Art and Engagement in Early Postwar Japan
Author | : Justin Jesty |
Publisher | : Cornell University Press |
Total Pages | : 422 |
Release | : 2018-09-15 |
ISBN-10 | : 9781501715051 |
ISBN-13 | : 1501715054 |
Rating | : 4/5 (054 Downloads) |
Download or read book Art and Engagement in Early Postwar Japan written by Justin Jesty and published by Cornell University Press. This book was released on 2018-09-15 with total page 422 pages. Available in PDF, EPUB and Kindle. Book excerpt: Justin Jesty’s Art and Engagement in Early Postwar Japan reframes the history of art and its politics in Japan post-1945. This fascinating cultural history addresses our broad understanding of the immediate postwar era moving toward the Cold War and subsequent consolidations of political and cultural life. At the same time, Jesty delves into an examination of the relationship between art and politics that approaches art as a mode of intervention, but he moves beyond the idea that the artwork or artist unilaterally authors political significance to trace how creations and expressive acts may (or may not) actually engage the terms of shared meaning and value.
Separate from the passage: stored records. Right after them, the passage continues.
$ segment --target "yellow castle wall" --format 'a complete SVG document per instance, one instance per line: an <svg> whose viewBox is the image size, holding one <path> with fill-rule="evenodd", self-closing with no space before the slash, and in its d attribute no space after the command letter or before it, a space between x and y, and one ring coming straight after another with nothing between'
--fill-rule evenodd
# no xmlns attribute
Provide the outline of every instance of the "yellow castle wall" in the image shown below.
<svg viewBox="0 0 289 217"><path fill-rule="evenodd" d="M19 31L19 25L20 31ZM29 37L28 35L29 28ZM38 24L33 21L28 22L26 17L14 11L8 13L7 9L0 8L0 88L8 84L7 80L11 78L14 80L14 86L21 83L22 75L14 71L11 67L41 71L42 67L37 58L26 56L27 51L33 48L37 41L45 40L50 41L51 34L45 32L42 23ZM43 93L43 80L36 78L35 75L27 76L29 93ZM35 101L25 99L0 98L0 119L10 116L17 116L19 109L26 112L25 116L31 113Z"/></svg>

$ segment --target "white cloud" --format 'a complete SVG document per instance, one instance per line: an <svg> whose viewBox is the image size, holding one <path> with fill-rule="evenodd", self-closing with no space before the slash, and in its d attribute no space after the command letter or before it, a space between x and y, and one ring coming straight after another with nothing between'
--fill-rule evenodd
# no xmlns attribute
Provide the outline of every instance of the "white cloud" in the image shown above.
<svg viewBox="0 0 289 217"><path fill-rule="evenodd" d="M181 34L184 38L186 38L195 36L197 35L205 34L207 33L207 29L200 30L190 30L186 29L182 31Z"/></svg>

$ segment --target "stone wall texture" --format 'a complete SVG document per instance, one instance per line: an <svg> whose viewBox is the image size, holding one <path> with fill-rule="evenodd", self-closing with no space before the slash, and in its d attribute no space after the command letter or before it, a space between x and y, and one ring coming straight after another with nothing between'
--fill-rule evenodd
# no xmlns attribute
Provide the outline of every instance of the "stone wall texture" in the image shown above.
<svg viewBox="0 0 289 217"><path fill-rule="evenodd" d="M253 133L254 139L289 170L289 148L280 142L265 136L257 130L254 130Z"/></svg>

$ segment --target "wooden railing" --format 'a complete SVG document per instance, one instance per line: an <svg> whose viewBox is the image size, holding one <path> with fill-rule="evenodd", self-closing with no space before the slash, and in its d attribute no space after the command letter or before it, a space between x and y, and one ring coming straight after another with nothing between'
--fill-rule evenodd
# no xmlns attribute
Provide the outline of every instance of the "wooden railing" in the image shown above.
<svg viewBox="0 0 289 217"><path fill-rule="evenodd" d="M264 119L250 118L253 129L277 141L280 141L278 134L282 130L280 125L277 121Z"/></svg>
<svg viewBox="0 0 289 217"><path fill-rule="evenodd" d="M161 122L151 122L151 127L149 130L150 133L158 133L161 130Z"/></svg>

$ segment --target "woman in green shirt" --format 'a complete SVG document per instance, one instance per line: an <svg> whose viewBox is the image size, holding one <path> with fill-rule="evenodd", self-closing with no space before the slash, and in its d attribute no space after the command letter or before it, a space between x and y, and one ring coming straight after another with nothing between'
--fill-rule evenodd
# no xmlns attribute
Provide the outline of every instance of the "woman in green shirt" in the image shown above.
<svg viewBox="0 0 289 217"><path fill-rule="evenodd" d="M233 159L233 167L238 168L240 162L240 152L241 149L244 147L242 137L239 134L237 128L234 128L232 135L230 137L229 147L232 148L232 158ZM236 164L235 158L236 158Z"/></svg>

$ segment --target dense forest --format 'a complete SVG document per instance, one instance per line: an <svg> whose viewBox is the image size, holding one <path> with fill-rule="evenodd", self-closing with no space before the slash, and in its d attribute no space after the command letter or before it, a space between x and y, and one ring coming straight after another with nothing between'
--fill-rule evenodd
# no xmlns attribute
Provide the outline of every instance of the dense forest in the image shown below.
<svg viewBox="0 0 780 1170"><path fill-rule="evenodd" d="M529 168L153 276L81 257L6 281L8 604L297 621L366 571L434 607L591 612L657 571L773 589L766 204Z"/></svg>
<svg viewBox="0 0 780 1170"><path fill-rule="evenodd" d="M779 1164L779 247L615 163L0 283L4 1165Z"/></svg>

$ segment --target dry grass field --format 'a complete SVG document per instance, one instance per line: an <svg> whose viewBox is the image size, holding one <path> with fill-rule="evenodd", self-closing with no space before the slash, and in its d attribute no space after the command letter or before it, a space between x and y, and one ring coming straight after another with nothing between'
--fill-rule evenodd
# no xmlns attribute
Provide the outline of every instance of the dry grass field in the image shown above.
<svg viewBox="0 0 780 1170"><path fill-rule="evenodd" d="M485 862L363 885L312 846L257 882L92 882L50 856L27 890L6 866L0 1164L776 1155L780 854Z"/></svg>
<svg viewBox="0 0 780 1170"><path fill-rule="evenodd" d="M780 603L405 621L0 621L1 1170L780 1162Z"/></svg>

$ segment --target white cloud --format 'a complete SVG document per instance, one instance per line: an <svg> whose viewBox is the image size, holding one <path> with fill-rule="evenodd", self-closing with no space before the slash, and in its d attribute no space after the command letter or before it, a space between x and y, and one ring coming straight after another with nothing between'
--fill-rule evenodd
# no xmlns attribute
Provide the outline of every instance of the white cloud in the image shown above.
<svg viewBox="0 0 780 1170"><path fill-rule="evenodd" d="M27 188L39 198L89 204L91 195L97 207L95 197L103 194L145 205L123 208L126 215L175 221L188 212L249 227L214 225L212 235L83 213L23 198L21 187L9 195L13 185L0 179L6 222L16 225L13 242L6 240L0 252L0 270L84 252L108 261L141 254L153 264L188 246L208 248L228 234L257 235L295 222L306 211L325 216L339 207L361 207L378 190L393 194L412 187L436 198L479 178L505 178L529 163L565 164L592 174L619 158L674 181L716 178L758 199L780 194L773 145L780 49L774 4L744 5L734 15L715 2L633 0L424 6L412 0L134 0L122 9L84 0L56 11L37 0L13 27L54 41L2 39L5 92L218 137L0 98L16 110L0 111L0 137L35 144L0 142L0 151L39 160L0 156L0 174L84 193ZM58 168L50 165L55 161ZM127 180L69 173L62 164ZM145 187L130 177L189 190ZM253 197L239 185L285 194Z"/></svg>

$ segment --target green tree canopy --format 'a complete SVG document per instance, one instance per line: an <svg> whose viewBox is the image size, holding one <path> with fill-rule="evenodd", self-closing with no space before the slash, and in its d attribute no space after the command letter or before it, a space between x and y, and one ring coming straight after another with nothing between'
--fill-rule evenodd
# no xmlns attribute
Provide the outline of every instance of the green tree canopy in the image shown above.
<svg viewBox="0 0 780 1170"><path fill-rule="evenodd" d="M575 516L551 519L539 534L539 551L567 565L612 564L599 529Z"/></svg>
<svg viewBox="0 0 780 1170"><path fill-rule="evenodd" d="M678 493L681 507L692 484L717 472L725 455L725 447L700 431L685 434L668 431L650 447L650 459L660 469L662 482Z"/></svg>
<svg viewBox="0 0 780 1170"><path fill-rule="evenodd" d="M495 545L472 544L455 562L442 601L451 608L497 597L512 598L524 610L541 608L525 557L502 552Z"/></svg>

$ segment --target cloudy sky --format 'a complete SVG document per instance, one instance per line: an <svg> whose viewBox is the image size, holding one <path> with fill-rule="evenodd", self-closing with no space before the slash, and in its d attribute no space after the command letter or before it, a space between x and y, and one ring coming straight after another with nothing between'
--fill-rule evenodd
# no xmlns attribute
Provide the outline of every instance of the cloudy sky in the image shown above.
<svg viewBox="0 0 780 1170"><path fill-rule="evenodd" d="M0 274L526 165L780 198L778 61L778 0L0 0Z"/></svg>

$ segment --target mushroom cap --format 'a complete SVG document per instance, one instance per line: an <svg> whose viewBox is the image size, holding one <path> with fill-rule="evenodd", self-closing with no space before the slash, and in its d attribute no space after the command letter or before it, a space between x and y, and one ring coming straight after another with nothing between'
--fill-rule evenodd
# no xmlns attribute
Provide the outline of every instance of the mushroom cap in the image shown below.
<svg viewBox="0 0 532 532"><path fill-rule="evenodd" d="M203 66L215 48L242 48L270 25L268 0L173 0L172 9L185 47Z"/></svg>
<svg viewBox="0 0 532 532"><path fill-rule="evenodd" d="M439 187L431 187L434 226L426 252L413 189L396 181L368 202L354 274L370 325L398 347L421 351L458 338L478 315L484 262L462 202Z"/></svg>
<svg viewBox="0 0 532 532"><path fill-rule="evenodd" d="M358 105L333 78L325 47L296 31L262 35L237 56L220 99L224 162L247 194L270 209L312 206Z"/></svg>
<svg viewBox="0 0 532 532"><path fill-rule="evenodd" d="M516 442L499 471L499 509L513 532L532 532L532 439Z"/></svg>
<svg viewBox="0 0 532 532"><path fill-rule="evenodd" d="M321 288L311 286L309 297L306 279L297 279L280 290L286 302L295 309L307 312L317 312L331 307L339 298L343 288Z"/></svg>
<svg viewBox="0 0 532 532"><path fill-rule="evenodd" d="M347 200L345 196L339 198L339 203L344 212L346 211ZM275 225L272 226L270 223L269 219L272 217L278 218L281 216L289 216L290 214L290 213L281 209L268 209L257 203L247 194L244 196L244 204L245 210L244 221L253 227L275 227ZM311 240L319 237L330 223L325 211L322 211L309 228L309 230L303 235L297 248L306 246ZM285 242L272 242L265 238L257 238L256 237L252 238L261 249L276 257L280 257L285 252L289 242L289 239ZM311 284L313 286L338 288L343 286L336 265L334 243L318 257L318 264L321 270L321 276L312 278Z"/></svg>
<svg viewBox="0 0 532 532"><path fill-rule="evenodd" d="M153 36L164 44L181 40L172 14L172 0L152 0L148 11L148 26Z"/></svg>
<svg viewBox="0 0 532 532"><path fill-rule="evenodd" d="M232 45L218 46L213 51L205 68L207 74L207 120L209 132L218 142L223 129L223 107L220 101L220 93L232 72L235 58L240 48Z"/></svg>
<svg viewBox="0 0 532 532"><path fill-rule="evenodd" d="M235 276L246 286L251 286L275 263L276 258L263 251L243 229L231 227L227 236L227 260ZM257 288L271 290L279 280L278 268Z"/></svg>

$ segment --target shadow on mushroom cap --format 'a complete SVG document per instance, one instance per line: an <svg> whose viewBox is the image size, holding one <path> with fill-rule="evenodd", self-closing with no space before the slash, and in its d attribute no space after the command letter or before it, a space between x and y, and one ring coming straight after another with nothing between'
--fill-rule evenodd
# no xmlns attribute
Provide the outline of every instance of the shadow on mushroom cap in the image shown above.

Art and Engagement in Early Postwar Japan centers on a group of social realists on the radical left who hoped to wed their art with anti-capitalist and anti-war activism, a liberal art education movement whose focus on the child inspired innovation in documentary film, and a regional avant-garde group split between ambition and local loyalty. In each case, Jesty examines writings and artworks, together with the social movements they were a part of, to demonstrate how art—or more broadly, creative expression—became a medium for collectivity and social engagement. He reveals a shared if varied aspiration to create a culture founded in amateur-professional interaction, expanded access to the tools of public authorship, and dispersed and participatory cultural forms that intersected easily with progressive movements. Highlighting the transformational nature of the early postwar, Jesty deftly contrasts it with the relative stasis, consolidation, and homogenization of the 1960s.